Твоя мать, Томас, Христиан, Клара и Клотильда (она довольно долго прогостила у отца в «Неблагодатном»), а также мамзель Юнгман шлют тебе наисердечнейший поклон. Все мы с радостью готовимся вновь заключить тебя в свои объятия.
Горячо любящий тебя отец».
Дождь лил без передышки. Земля, вода и небо точно смешались воедино. Ветер налетал, злобно подхватывал косые струи дождя и бил ими об окна домов так, что с помутневших стекол сбегали уже не капли, а ручьи. Жалобные, полные отчаяния голоса перекликались в печных трубах.
Когда вскоре после обеда Мортен Шварцкопф с трубкой в зубах вышел на веранду посмотреть, что делается на небе, перед ним неожиданно вырос господин в длиннополом клетчатом ульстере и серой шляпе. Возле дома стояла наемная коляска с блестящим от дождя поднятым верхом и сплошь облепленными грязью колесами. Мортен в изумлении уставился на розовое лицо незнакомца.
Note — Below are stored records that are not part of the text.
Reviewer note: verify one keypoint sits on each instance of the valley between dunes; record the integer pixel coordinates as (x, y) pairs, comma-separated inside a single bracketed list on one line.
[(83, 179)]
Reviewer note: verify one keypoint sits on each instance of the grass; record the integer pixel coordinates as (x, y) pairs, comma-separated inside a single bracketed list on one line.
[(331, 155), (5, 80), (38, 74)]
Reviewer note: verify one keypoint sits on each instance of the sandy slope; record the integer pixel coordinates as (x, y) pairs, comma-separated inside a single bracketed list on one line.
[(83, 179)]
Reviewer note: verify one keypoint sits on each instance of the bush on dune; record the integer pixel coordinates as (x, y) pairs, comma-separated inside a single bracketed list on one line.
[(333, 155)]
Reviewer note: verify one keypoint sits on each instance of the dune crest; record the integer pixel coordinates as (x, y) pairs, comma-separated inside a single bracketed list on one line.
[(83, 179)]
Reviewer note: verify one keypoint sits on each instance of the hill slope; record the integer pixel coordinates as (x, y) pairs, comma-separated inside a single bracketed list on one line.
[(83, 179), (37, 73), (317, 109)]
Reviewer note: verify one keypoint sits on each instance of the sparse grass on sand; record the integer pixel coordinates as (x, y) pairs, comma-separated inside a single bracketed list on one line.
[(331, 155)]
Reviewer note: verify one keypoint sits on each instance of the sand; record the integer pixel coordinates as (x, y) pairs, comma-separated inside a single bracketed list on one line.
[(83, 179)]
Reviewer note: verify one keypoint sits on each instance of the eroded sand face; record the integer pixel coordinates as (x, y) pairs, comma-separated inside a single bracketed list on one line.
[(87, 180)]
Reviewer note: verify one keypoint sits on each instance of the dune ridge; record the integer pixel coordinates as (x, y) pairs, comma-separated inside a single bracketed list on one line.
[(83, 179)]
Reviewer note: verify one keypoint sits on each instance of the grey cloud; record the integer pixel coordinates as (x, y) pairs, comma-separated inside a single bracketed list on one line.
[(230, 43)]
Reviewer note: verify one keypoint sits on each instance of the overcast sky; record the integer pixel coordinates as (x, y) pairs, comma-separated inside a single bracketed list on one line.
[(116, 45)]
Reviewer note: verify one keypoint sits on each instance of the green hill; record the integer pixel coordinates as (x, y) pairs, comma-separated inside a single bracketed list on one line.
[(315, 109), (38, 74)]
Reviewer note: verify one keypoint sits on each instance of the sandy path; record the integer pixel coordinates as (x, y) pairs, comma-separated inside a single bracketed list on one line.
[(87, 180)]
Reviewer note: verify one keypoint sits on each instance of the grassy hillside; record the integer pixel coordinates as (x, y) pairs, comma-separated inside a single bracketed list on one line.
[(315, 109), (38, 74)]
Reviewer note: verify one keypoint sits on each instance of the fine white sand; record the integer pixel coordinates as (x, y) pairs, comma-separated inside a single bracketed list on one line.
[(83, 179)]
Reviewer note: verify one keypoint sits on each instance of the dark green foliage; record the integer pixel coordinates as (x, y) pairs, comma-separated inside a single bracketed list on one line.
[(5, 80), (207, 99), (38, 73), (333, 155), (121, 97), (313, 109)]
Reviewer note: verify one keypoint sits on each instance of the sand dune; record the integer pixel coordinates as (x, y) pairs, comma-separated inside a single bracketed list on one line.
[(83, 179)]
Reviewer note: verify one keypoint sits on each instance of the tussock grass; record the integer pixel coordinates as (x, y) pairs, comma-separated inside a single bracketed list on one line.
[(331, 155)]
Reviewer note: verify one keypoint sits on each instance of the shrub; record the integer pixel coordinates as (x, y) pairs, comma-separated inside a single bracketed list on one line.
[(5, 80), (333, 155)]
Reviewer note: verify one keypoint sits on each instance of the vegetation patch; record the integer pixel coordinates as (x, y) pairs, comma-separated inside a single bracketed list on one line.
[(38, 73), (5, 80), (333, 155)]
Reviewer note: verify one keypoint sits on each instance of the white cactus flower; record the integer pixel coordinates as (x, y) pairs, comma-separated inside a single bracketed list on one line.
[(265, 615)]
Бакенбарды этого господина выглядели так, словно их присыпали порошком, которым золотят орехи для елки.
Господин в ульстере взглянул на Мортена, как смотрят разве что на слугу, то есть скользнул по нему невидящим взором, и бархатным голосом спросил:
– Могу я видеть господина старшего лоцмана?
– Ну конечно, – пробормотал Мортен. – Отец, если не ошибаюсь…
При этих словах господин в ульстере пристально взглянул на него мутно-голубыми, как у гуся, глазами.
– Вы господин Мортен Шварцкопф? – осведомился он.
– Да, я, – отвечал Мортен, силясь придать своему лицу выражение спокойствия и уверенности.
– Ах, так. В самом деле… – начал было приезжий, но перебил себя: – Будьте любезны доложить обо мне вашему отцу, молодой человек! Моя фамилия Грюнлих.